Wow! Imagine if he had let his mind get carried away with thinking that she probably thought he was stupid or ugly or etcetera. Imagine if he had given up on calling. Imagine if he had called incessantly, or left pleading messages, projecting anxiety and insecurity.
This story is in a section of Sofer’s book called “Seeing Clearly.” Learning to see clearly is such an important life skill . . . one that I, admittedly, am still in the beginning stages of learning. So, wow! Let’s try to stay focused on real-world observations. Let’s try to recognize when our minds are running wild with stories that are most likely false.
And let’s show perseverance. I’m looking at this image of a crosswalk. Metaphorically, Sofer’s friend had to progress calmly from one white stripe to the next, each white stripe representing a short, friendly phone call, every few weeks. And that’s how he made it to the other side—representing the opportunity to date someone with whom he felt a genuine connection.

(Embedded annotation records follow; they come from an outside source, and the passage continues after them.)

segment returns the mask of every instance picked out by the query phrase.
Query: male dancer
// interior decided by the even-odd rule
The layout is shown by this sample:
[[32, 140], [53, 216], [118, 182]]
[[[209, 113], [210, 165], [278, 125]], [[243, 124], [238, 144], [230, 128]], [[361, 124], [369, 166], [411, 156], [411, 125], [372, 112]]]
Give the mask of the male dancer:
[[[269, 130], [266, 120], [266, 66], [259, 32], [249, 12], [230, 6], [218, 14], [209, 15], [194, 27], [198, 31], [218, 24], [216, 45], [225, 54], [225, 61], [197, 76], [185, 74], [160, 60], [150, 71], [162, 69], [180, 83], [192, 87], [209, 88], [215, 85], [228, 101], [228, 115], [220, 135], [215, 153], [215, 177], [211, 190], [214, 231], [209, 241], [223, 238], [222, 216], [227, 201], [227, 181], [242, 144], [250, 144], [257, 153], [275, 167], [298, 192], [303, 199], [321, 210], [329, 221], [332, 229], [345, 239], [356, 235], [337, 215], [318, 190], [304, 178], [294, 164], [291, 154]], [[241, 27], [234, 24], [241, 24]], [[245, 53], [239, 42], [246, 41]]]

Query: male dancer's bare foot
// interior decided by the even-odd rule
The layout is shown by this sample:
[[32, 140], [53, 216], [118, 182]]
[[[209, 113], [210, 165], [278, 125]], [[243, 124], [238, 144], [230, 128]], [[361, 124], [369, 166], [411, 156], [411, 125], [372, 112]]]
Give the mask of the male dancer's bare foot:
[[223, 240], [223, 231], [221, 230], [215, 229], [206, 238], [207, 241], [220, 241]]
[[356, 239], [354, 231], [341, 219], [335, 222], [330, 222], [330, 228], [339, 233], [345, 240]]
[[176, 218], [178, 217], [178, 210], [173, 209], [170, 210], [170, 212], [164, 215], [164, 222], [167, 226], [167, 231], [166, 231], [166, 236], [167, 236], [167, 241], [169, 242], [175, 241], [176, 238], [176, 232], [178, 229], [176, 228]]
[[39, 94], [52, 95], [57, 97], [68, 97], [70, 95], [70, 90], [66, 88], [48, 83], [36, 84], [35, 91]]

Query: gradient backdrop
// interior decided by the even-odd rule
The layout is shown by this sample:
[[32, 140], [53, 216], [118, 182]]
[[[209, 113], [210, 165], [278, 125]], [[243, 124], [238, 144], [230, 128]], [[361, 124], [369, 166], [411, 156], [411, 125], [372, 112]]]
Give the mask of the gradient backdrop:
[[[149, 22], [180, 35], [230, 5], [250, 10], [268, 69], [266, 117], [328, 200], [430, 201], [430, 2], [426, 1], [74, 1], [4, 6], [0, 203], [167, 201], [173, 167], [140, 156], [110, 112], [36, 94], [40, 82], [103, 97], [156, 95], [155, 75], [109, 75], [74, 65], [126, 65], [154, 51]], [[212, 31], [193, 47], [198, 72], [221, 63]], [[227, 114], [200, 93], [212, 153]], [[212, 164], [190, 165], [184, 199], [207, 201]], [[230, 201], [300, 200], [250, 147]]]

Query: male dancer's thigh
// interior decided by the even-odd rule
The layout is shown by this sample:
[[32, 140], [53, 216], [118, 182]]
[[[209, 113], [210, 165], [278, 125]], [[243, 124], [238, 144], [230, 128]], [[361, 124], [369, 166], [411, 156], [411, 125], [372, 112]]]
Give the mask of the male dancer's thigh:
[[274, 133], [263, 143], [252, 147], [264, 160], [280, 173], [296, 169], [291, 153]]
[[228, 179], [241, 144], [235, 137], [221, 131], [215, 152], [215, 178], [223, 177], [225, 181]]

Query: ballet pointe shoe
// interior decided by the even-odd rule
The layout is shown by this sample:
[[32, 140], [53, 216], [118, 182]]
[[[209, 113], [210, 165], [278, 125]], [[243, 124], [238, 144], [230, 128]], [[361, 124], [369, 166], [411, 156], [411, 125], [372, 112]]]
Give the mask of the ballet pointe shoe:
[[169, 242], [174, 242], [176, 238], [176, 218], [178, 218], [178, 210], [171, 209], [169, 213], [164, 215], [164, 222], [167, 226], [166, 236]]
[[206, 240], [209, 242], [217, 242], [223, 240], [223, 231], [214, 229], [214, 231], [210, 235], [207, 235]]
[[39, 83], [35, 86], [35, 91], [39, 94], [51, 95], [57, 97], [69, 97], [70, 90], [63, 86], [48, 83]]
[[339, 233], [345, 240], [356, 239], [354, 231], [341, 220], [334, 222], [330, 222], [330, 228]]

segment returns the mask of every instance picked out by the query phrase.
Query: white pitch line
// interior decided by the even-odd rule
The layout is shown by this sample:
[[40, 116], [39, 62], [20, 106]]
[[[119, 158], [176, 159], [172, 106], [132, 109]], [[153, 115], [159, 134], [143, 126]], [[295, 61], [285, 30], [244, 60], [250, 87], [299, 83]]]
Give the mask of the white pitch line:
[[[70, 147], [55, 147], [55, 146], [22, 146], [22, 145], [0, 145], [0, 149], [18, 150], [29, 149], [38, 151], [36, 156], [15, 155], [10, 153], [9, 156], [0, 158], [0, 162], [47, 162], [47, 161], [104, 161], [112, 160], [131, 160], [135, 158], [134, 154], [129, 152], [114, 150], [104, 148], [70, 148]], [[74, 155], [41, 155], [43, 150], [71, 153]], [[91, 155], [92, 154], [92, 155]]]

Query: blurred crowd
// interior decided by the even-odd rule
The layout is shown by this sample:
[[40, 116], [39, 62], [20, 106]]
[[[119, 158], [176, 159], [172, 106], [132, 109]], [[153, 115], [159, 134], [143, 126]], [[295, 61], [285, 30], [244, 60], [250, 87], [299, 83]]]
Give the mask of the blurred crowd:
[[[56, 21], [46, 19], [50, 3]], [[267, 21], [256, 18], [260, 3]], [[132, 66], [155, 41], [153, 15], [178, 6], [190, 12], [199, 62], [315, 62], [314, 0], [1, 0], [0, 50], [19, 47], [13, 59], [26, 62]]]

Of course, this story could have easily had a different ending. She might not ever have called back, for any number of reasons. But the friend put himself in the best possible position by seeing clearly and acting only on his actual observations, not his fears.
Today, I am working on seeing my concussion symptoms clearly. They are just symptoms. They will slowly subside, as long as I don’t get carried away with worst-case-scenario stories in my head, which can only lead to unwise actions. The wisdom here is: Liza, don’t freak out!! You’re gonna heal.
What are you working on seeing clearly today?